These stories give rather little to go on. Their emphasis is on the effect of the floods (the jökulhaups), and the surging glaciers. Ash is only mentioned as falling towards the north. However, this description must be incomplete. The floods were enormous and devastating, but the damage was from more than just water. I will come back to this later. The lack of survivors has meant part of the real story was lost, and the reports could have been based on later exploration of the damage, rather than reports from eye witnesses. The layering of the tephra deposits found by geologists have suggested that the explosive event was brief, a day or less; the reports that the eruption lasted until the autumn may refer to minor later eruptions, or just refer to ice or permafrost geysering from the heat.

 

1727

This was a much smaller eruption, which produced about 0.2km3 of ash. It came after 450 years of quiet. The first sign of trouble was a series of felt earthquakes, on Sunday 7 August 1727, beginning during the church service. For a while things calmed down, but early on Monday the shaking became severe enough to do damage inside the farmsteads.

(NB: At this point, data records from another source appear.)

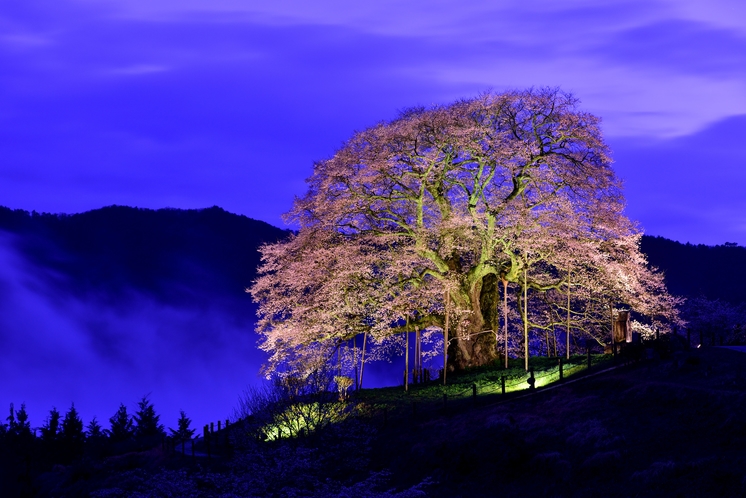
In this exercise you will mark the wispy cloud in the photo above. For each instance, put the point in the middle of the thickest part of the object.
(138, 69)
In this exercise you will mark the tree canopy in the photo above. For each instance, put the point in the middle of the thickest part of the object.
(433, 210)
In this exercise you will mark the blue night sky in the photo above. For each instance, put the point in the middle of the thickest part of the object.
(195, 103)
(189, 104)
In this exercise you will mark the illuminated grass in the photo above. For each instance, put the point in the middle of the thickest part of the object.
(487, 380)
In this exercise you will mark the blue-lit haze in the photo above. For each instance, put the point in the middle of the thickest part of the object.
(195, 103)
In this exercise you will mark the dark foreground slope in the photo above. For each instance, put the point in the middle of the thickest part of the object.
(661, 428)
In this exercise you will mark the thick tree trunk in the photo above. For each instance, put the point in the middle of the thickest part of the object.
(505, 320)
(476, 345)
(362, 360)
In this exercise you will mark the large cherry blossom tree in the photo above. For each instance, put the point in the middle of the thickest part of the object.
(449, 207)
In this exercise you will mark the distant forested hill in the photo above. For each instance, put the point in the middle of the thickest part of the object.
(715, 272)
(181, 256)
(178, 257)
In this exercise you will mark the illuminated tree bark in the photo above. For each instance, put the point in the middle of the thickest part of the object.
(448, 197)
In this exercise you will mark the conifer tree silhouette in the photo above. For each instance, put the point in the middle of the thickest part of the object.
(51, 428)
(94, 429)
(122, 426)
(183, 432)
(72, 435)
(147, 429)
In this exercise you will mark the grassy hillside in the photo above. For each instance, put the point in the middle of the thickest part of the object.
(655, 428)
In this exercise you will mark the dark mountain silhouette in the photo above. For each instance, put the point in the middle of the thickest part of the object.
(715, 272)
(178, 257)
(181, 257)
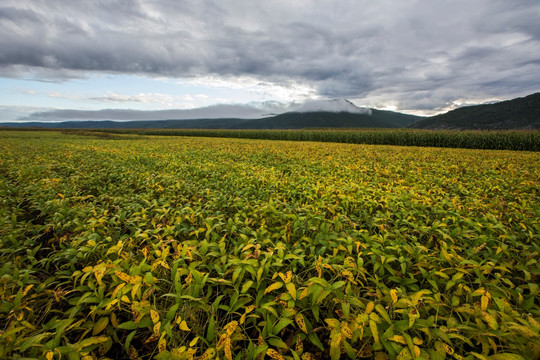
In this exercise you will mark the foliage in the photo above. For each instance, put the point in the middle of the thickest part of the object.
(206, 248)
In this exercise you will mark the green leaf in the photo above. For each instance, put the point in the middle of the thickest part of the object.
(506, 356)
(315, 340)
(282, 323)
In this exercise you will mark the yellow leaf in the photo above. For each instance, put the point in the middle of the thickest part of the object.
(208, 354)
(346, 330)
(273, 287)
(301, 322)
(335, 346)
(449, 350)
(399, 339)
(123, 276)
(535, 324)
(393, 295)
(274, 354)
(381, 356)
(492, 322)
(333, 323)
(228, 350)
(230, 327)
(318, 266)
(194, 342)
(26, 289)
(99, 271)
(183, 326)
(114, 321)
(156, 328)
(162, 344)
(292, 289)
(304, 293)
(369, 307)
(484, 301)
(100, 325)
(154, 315)
(374, 330)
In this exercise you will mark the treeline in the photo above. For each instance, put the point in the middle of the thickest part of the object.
(524, 140)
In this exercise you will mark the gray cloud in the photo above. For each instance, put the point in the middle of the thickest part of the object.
(417, 54)
(210, 112)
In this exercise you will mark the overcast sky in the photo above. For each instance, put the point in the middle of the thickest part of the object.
(60, 58)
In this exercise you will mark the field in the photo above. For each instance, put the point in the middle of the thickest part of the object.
(188, 247)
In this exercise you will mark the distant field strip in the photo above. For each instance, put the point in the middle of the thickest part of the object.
(128, 247)
(496, 140)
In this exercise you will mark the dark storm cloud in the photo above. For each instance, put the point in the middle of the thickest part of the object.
(210, 112)
(418, 53)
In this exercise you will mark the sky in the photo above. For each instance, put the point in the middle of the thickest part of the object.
(155, 59)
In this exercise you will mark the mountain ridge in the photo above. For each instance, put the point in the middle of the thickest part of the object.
(521, 113)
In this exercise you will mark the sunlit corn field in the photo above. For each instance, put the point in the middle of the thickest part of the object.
(140, 247)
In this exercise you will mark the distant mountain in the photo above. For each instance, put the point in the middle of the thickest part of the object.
(364, 118)
(333, 105)
(520, 113)
(324, 119)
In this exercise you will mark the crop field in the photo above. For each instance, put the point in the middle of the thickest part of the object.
(141, 247)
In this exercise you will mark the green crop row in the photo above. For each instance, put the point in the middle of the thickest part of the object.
(209, 248)
(497, 140)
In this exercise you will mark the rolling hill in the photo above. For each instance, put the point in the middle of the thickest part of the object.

At 9 o’clock a huge crack in the mountain side appeared and jökulhlaups burst out from beneath several of the glacier outlets. They destroyed the fields, but only three people were reported killed. The flood waters bore boulders, pumice stones, ash and icebergs. The ash fall made everything dark for three days, but it cleared up on the fourth day, after which there was little further ash fall. Volcanic ash covered the farmlands of Svínafell and Skaftafell, and there was no hay that summer in the districts nearest the eruption site. Sandfell, the main settlement, was missed by two landslides, coming down on either side!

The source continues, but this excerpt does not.